User Account Control (UAC)

When reading articles online about solving problems related to programs not starting, not installing correctly or other similar problems, there is almost someone mentioning UAC.
Most of the answers to the problem says to turn of the UAC and see if that helps, but do you know what UAC does, more than showing you an “annoying message box”?
I can agree to a certain point that disabling the UAC will solve a lot of problems, but still, it does fill a function when it comes to safety.

Let’s start with opening the control panel for UAC. Click on start and type UAC, and you will see one result called: “Change User Account Control settings”. When you click on this you will be presented with the following window:

Click to enlarge

With a new installation of Windows 7, Default is automatically selected for you, giving you the best protection, with the least questions. I personally recommend using the default setting if you do not have other software protecting you. (Most antivirus software will not notify you of changes made to your system).

Okay, let us start from the top with Always notify. As it says, it will always notify you when software is being installed, a program tries to make changes to your system or even if you try to make changes.

The step bellow is the Default, now you will only be notified if a program tries to make changes, for example if you install a new software. But not if you are the one making changes. So let’s say you have gotten a virus on your computer that tries to make some changes, adding new files for example, with the default setting you will be notified that a program tries to do something and you are able to see if it’s something you will permit or not. So it can pickup unwanted software trying to make changes!
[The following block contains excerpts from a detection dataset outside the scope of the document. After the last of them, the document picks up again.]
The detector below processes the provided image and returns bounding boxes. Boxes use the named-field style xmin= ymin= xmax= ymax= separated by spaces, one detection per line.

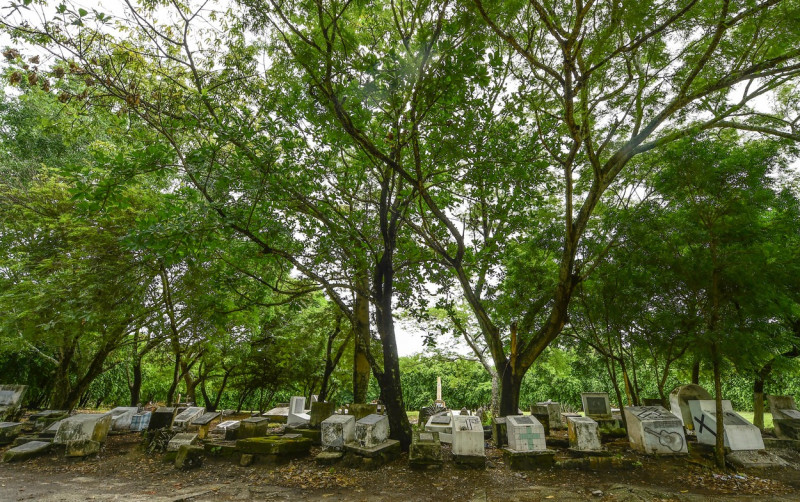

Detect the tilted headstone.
xmin=147 ymin=406 xmax=175 ymax=431
xmin=506 ymin=415 xmax=547 ymax=451
xmin=286 ymin=396 xmax=311 ymax=426
xmin=689 ymin=399 xmax=764 ymax=450
xmin=320 ymin=415 xmax=356 ymax=450
xmin=53 ymin=413 xmax=111 ymax=444
xmin=108 ymin=406 xmax=139 ymax=431
xmin=452 ymin=415 xmax=486 ymax=457
xmin=355 ymin=413 xmax=389 ymax=448
xmin=581 ymin=392 xmax=611 ymax=419
xmin=567 ymin=417 xmax=603 ymax=452
xmin=669 ymin=383 xmax=714 ymax=430
xmin=625 ymin=406 xmax=689 ymax=455
xmin=172 ymin=406 xmax=206 ymax=430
Another step down we have the exact same as “Default”, but it will not dim your desktop. This is perfect if you are annoyed with the desktop getting dark and locked or if you are using an older computer that takes longer time on it self to dim the desktop.

The last setting is “Never notify”. When this setting is selected, you will never be notified by the UAC. This means that a software can be installed anytime with out your knowledge.
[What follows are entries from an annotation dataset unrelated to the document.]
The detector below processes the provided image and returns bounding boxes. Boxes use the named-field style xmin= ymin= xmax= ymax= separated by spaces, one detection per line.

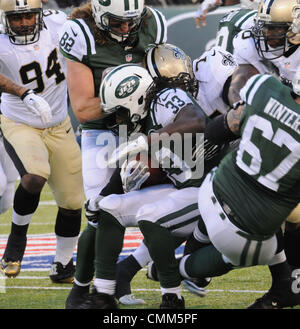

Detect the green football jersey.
xmin=215 ymin=9 xmax=257 ymax=53
xmin=60 ymin=7 xmax=167 ymax=129
xmin=214 ymin=75 xmax=300 ymax=235
xmin=143 ymin=88 xmax=228 ymax=189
The recommended setting for home users is Default according to Microsoft. The only time I would recommend using “Always notify” is if you are installing applications from unknown sources, for example demo versions of software that you have downloaded or if you are browsing the internet, visiting websites that you normally don’t.

The only time I use “Never notify” is on my test machines, where I use programs that are not compatible with Windows 7. These computers are not connected to my network so if they get infected, it will be isolated to that computer and not the others.

So, to sum it up, disabling the UAC can help you with software issues, but when the application is installed, make sure you enable it again to keep your computer safe. The UAC can not protect your system alone though, you will still need an antivirus software.